Je m’appelle Emilie, j’ai 30 ans, je travaille en région parisienne dans le webmarketing.
(Mon job est d’aider mon entreprise à vendre ses produits en utilisant tous les leviers qu’internet met à notre disposition : les publicités, la création de contenus, les réseaux sociaux, les partenariats…). Mes collègues sont sympas, mon travail est confortable et je gagne bien ma vie.
Pourtant j’ai une crise de sens qui est en train de me grignoter le bide depuis plusieurs mois. 

« Si demain mon job disparait, la terre tourne quand même. »

Parfois en soirée je me retrouve avec des gens qui ont des « vrais » métiers (que ce soit kinésithérapeute ou plombier) et je redoute le moment où il vont me demander ce que je fais dans la vie parce qu’on saura tous les deux que mon métier est bullshit. Je brasse de l’air. Pendant qu’eux ont un métier qui sert à quelque chose, qui aide les gens, moi je ne sers à rien. Si demain mon job disparait, la terre tourne quand même. Elle tournerait peut-être mieux.

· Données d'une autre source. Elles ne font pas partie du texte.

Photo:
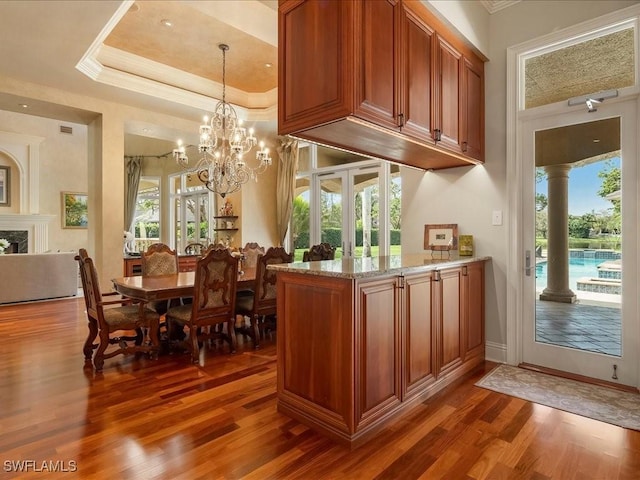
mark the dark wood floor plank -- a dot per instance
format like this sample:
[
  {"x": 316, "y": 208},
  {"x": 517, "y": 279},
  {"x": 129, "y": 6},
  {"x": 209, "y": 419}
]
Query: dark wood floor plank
[{"x": 167, "y": 418}]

Je suis hyper consciente de faire un job qui ne sert à rien et en même temps, je ne me sens ni la force, ni le courage de changer de voie et de me reconvertir. J’ai pris du temps pour réfléchir à cette situation : « j’ai fait 5 années d’étude, j’ai bossé dans plusieurs entreprises de secteurs différents, j’estime être relativement polyvalente même si je n’ai pas de compétences en particulier ou du moins rien de technique, rien qu’une personne ne puisse pas apprendre en quelques. Alors pourquoi l’idée de me reconvertir vers un métier qui a du sens me semble si inatteignable ? »

Pourquoi ? Parce que ça fait quelques années maintenant que mon cerveau a appris qu’on pouvait gagner très bien sa vie (mon salaire et celui de mes amis qui bossent dans le même milieu que moi oscille entre 38 et 60K€/an) sans se tuer à la tache. A partir de là, est ce que je me vois reprendre des études d’institutrice ou d’infirmière pour me retrouver dans un job plein de contraintes et limité niveau salaire ? Non. C’est con, ce sont des métiers qui ont du sens pourtant. Mais j’ai été trop pourrie-gâtée professionnellement ces dernières années, ma vision de la variable pénibilité/rémunération est complètement faussée. Est ce que c’est une question d’estime de soi ? Est ce que j’ai inconsciemment l’impression de valoir plus, mieux que d’autres… Je ne sais pas… Peut-être…

« On est combien à ne pas faire grand-chose de nos journées, planqués derrière un écran ? »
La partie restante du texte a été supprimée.